# New to making MP soap



## 4luckycharms (Jun 7, 2008)

I just started making soap and was wondering what the difference was between FO and Eo and if you need both of them or can you start off with one . And what is mica is that the colarant we use for the soap . 
 Thanks in advance for any help


----------



## Tabitha (Jun 7, 2008)

Eo stands for essential oil, it will be a natural fragrance.

FO stands for fragrance oil & it will be a synthetic fragrance.

EX) Lavender essentaial oil is  from the actual plant, lavender eo is man made. 

Man made oils will not have the natural properties associated with an oil. 

EX) Laveedr EO will relax you, lavender fo will not besides the sugar pill effect.

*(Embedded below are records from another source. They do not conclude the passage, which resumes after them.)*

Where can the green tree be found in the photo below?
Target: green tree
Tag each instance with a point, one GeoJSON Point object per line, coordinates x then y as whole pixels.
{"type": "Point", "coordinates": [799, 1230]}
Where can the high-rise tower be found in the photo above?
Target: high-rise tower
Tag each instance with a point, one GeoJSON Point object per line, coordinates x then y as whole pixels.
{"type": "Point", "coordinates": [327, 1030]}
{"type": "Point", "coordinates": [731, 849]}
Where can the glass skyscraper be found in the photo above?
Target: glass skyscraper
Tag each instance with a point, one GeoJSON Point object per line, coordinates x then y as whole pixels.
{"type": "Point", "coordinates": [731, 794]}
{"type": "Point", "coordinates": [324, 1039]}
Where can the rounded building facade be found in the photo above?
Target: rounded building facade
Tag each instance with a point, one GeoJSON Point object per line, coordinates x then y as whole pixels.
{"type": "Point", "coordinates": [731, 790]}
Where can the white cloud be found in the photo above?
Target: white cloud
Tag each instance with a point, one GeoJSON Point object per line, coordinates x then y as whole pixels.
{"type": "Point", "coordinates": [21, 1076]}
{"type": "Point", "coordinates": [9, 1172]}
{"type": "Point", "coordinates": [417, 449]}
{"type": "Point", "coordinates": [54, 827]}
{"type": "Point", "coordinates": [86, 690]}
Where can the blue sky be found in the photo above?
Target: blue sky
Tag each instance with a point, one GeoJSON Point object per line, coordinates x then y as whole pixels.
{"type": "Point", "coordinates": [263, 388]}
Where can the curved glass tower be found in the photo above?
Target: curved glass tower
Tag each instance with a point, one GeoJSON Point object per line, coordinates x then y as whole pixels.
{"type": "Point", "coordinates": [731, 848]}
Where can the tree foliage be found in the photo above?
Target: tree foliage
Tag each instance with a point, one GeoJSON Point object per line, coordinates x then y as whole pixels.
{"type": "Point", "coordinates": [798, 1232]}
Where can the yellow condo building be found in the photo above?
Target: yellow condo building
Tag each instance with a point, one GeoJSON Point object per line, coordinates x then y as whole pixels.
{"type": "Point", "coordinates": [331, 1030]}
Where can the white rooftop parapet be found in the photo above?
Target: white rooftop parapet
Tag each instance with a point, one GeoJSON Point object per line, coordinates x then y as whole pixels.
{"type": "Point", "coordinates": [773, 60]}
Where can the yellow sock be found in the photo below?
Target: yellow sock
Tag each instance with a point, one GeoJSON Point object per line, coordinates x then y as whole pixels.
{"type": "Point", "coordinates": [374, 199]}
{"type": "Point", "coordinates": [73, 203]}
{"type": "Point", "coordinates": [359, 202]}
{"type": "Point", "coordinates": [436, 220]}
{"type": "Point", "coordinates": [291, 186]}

Mica is one type of colorant you can use in M&P. It is powdered.


----------



## perfectsoap (Jun 9, 2008)

Thanks Tab, I learned something new! (EX) Lavender!
Jeff


----------



## Suds (Jul 8, 2008)

I am also new to soap making.  Like you I have many questions, but you touched upon a subject that I have a stray bit of knowledge.

"EX) Laveedr EO will relax you, lavender fo will not besides the sugar pill effect."

Sugar pill effect and aromatherapy, as lavender is a very pleasant, relaxing fragrance.

Do note that lavender (and tea tree oil) is purported to cause mild breast growth in men (with no claim of same for women).

Suds


----------



## Lane (Jul 8, 2008)

Suds said:
			
		

> Do note that lavender (and tea tree oil) is purported to cause mild breast growth in men (with no claim of same for women).
> 
> Suds


 Really?? Wowzah... Anyone else read that anywhere?


----------



## otter (Aug 1, 2008)

I have read that in large amounts with the lavender.  Didn't read that about the tea tree.  I guess the lavender simulates some type of hormone in men.


----------



## divaxtrema (Aug 6, 2008)

Darn...why can't it do that for us women...you guys catch all the breaks!!


----------